Renderings of the new clubhouse and banquet hall to be built at Ledgeview Golf Course have been released as the city seeks a builder.

BREAKING: Pipeline uncertainty halts Ledgeview clubhouse expansion in Abbotsford

City has yet to receive $1.3 million from pipeline company that would be used to build new facility

Construction on a planned new clubhouse for the Ledgeview Golf Course has been delayed due to uncertainty regarding the expansion of the Trans Mountain Pipeline, the City of Abbotsford announced this afternoon following a closed-door council meeting

The city had originally hoped to start work on a $5.6 million clubhouse and banquet hall at the city-owned course in March, but the project has been delayed because pipeline company Kinder Morgan has yet to release more than $1 million needed to help pay for the new building.

The city had signed a $1.3 million community benefits agreement with the company in 2016 to replace the existing clubhouse. Just months later, that building burned to the ground. The city would also receive nearly $1.5 million for use of right-of-ways through Ledgeview – which is bisected by the pipeline – and other city property.

The funds from community benefits agreement were contingent on the company decided that it was able to receive approval to twin the pipeline.
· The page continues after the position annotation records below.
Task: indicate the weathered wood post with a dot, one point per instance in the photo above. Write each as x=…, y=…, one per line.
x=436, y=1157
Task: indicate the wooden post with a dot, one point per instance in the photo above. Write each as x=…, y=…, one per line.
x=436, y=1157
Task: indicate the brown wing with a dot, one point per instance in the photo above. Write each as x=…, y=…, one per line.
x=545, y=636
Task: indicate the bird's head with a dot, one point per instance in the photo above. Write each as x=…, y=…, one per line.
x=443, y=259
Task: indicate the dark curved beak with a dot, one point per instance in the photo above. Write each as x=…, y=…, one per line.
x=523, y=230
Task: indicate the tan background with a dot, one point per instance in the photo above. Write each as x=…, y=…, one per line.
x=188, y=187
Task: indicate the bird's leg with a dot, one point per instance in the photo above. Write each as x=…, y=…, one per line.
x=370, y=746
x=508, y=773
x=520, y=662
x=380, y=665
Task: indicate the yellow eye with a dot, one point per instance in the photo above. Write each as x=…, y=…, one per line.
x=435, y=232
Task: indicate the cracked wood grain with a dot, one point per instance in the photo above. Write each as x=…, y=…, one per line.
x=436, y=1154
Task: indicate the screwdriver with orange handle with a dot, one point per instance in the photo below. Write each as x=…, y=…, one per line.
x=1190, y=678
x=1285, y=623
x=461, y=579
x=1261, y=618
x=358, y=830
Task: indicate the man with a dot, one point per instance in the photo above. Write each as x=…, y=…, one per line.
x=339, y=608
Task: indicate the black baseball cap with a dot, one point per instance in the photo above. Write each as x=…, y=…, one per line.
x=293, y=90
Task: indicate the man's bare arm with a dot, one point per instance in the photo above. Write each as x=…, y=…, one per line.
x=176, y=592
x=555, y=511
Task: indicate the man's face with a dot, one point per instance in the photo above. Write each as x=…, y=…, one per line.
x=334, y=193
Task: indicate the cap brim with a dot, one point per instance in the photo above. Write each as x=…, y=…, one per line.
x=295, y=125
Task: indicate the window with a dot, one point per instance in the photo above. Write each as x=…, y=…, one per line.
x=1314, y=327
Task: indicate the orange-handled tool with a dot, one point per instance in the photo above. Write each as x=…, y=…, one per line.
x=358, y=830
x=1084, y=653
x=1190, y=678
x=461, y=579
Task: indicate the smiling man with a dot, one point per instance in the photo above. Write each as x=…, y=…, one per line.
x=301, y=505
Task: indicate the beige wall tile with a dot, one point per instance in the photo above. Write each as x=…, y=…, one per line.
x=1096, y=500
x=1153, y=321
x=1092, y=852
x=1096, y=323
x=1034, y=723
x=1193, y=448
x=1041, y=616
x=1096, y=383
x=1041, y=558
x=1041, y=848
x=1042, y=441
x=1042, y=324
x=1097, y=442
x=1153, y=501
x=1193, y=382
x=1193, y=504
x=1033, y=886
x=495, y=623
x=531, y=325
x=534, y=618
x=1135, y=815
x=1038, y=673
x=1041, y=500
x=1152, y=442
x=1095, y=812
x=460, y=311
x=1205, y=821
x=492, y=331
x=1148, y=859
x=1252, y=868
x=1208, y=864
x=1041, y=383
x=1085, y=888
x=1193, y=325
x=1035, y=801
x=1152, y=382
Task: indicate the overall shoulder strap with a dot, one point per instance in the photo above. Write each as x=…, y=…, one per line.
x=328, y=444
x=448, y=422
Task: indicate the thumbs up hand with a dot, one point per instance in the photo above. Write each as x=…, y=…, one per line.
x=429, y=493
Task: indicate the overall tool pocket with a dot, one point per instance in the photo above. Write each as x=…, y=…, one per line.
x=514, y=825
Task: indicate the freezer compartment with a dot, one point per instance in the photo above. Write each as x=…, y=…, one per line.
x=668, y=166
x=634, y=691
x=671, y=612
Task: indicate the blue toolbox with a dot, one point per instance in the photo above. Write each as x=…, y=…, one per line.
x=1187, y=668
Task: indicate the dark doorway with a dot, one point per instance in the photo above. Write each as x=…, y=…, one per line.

“Last week’s Federal Court ruling related to the Trans Mountain Expansion Project (TMEP) has meant that there will be delays with the start of that project’s construction, and subsequently, the release of Abbotsford’s TMEP community benefits funding,” Mayor Henry Braun said in a press release issued Friday. “With this new uncertainty around the timing of the release of the community benefits funds, City Council has decided to delay the start of the Ledgeview Golf Course clubhouse replacement project until more information is available.”

The council vote was made during a council meeting held Friday that was closed to the public. Council invoked two sections of the community charter that allows it to hold meetings in private if they are to receive advice from a lawyer or discuss land matters that, if disclosed, could “harm the interests of the municipality.”

It’s unclear if the motion to delay the project was unanimous, as only the decision reached by council, not the votes cast were made public. Only Coun. Patricia Ross had voted against the original agreement with Kinder Morgan.

Braun said staff has been asked to update council in the coming months, or when new developments occur.

“Council believes this is the best approach given the Federal Government’s indication that they will be evaluating the implications of the Court’s ruling over the next several weeks and may as part of that process, be able to provide an updated project timeline,” Braun said.

In an email to The News, a Kinder Morgan representative wrote: “Trans Mountain will continue to deliver on our commitments, including Community Benefit Agreements. Since CBAs are an investment to offset impacts due to construction along the pipeline corridor, funds will be disbursed when triggered by the start of construction in each community.”

On top of $2.78 million from Kinder Morgan, the city was to pay $950,000 towards the project, the Ledgeview Golf and Country Club Society was to raise $270,000 and another $175,000 was to come from the sale of another city-owned property. A final $1.5 million was to come from insurance that covered the burned-down building.